February ’08 is when I first met Pavel Tsatsouline. Much like my encounter with Coach Burgener, I was hooked on what the RKC had to offer. Their thought process was similar to mine but at the same time introduced me to some much more within the strength game, including different lifts and some fantastic coaches. I quickly signed up for another workshop. The RKC system has been highly influential ever since, as I have continued to learn and even competed in the Tactical Strength Challenge on three different occasions.
The fall of ’08 was the first time since I met Coach Burgener that I really had time to commit to the legendary Saturday morning workouts held in his garage. For about a year and a half I was able to regularly train with some great athletes and coaches at his home. Turns out I didn’t know a damn thing about the details of the Snatch and Clean and Jerk. The time I spent in the garage both training and learning was an invaluable experience but just as important was the time I spent there with friends just hanging out, hopping into the pool on a cold January afternoon, or sitting in the Jacuzzi. I’ve often said Mike’s Gym is one of the greatest places on Earth.
Mike’s Gym on a Saturday morning, January ‘08
This brings us to today. For anyone that knows me I still love both the Olympic lifts and the versatility of kettlebells. And although I have long been a simple man in terms of my eating and entertainment habits, the same minimalist approach has begun to show itself in the way I train and coach. Things don’t need to be too complicated and typically, less is more. As time goes on I realize that both training and coaching are much more about quality than quantity. This is not an easy concept for a lot of people to grasp but I welcome the challenge and I thoroughly enjoy my role as both a teacher and coach. I competed in the Scottish Highland Games in June and look forward to many other interesting strength challenges in the years to come.

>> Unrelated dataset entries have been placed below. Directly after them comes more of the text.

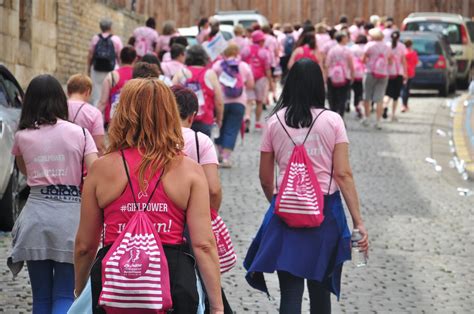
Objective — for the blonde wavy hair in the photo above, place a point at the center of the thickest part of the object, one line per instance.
(147, 118)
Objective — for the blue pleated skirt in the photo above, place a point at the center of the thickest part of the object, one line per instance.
(310, 253)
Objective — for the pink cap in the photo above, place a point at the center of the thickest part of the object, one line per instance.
(257, 36)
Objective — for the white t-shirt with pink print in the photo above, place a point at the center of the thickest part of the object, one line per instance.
(339, 55)
(53, 153)
(374, 51)
(398, 53)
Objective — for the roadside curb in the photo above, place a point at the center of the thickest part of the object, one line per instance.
(463, 136)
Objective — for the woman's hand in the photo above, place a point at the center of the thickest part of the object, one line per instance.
(364, 242)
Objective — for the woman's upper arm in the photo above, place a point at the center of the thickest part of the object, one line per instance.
(91, 222)
(341, 159)
(198, 217)
(267, 160)
(20, 163)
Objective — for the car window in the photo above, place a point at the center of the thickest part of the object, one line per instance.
(3, 97)
(227, 35)
(470, 29)
(451, 30)
(226, 22)
(13, 93)
(426, 47)
(247, 23)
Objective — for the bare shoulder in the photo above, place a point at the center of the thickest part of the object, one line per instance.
(106, 166)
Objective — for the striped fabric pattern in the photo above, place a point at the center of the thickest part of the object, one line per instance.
(300, 201)
(135, 273)
(225, 248)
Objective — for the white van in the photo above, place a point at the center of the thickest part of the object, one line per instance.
(459, 32)
(244, 18)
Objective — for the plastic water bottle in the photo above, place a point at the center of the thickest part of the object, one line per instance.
(358, 257)
(215, 131)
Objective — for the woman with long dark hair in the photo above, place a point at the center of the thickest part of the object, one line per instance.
(397, 74)
(51, 152)
(145, 156)
(315, 254)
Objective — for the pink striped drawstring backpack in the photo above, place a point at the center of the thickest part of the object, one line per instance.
(135, 274)
(300, 201)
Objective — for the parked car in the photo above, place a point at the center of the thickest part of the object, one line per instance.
(191, 33)
(460, 33)
(245, 18)
(436, 68)
(11, 181)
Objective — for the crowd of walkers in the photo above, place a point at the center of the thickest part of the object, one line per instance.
(147, 130)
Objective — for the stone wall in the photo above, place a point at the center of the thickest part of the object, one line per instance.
(28, 37)
(53, 36)
(77, 22)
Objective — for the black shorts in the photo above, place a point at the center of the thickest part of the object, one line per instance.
(394, 87)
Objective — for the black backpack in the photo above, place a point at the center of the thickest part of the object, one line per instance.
(104, 54)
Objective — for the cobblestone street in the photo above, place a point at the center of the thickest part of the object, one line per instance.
(420, 229)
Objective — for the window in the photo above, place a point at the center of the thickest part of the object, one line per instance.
(247, 23)
(25, 20)
(451, 30)
(11, 93)
(426, 47)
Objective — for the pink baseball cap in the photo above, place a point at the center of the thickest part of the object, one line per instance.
(258, 36)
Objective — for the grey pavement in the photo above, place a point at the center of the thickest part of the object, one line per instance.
(421, 230)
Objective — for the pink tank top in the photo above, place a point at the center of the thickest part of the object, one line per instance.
(307, 53)
(166, 216)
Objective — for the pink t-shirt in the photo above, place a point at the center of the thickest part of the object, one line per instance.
(170, 68)
(359, 67)
(355, 31)
(207, 151)
(245, 73)
(148, 35)
(115, 40)
(87, 116)
(53, 153)
(271, 44)
(164, 41)
(340, 55)
(327, 46)
(328, 131)
(398, 53)
(322, 40)
(373, 50)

Whether you want to quote Don Quixote, one of my favorite coaches Dan John or whoever, one of the more important lessons I have come away with is “It’s the road, not the inn.” Life, training, coaching, learning will always be an ongoing process and I have met many great characters along the way. That process and the people involved are what matters, not what I think is my final destination. I can only wonder what and whom the future may hold.